I parked the truck beside a green Jeep and helped the twins down till all their little feet was on the ground.

“Where we at, Momma? This an airport?” Lion asked.

“Not exactly, baby. It’s a museum.”

The National Naval Aviation Museum in Pensacola was a place of legend.

I wasn’t all that much of a fan of the military or the navy or any of ’em and I’d never in my life thought about venturing onto the naval base, but one thing I knew was that the navy had planes and my children wanted, more than anything, to see a plane.

“A museum? Like for art? I can draw them a picture and they can put it up so people can come look at it and go, ‘Wow, that’s so pretty and I wonder who made it,’ and I’ll say, ‘Luck! Luck made it!’ ”

I laughed. “I like that idea. You can draw a picture when we get back in the truck, but right now we’ve got a museum to see. It’s a special museum, not an art one, not even a history one.”

They bolted ahead of me, Luck dragging Lion with her strong arm, and Luck tried tugging on the door with her freshly mobile hand but it wouldn’t budge, so Lion tried helping and still they couldn’t open it. They both looked over their shoulders, up at me, and that sight’s gotta be more profound than any museum painting ever could be, them looking at me like I got the key to the door, like I could do anything. I pressed the button that unlocked it and pulled.

Luck rushed forward into the room, but Lion stayed still. I gently touched his back and ushered him inside, toward the check-in desk, but still he walked slow, his eyes spread wide like a cat in the middle of the night, sure he’d miss something if he blinked too slow. Luck ran back to us and started talking about everything she saw.

“Look, Momma, you see the orange plane? You see over there they got statues of people but they not for real, they just statues, and you see the little plane? That one looks like it made for me, huh?”

I turned from the check-in desk and leaned down to Luck and Lion. “Stay close enough I can see you, okay? You hear?”

“Yes, ma’am,” Luck said. Lion nodded.

I smiled. “Go on, then.”

I knew I’d done something right watching them fly into the room like that, the soles of their shoes still caked with mud, Luck’s hair bobbles clacking together, even with the one patch of hair they’d shaved that was now slowly growing back. They was so small beside the big planes, their little selves not even tall enough to reach the wings, and watching the wrinkles in the back of Lion’s head as he looked up at the propeller eased everything that had happened. They was still here. They could still look up at a plane and be mesmerized to silence.

I wiped a tear as Lion ran over and grabbed my hand with his clammy one. “Momma, you gotta see this one, over here. Luck says it’s called a Tiger and I’m a Lion!”

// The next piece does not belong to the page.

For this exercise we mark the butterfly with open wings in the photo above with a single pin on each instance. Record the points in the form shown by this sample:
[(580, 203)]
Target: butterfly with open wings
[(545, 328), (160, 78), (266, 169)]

I followed my son through the maze of planes to where my newly freed daughter was climbing up into a Blue Angels plane and, even if I had looked away at the one time that mattered, even if I had failed and failed again for that one day that broke us all, I knew I could put us back together.

I’d made something for them today that was gonna trickle through their veins for a lifetime, and when I looked down at my daughter’s healing stitches on her pointy head as she talked, my son’s dimpled cheeks as he gazed, I knew I’d done something right.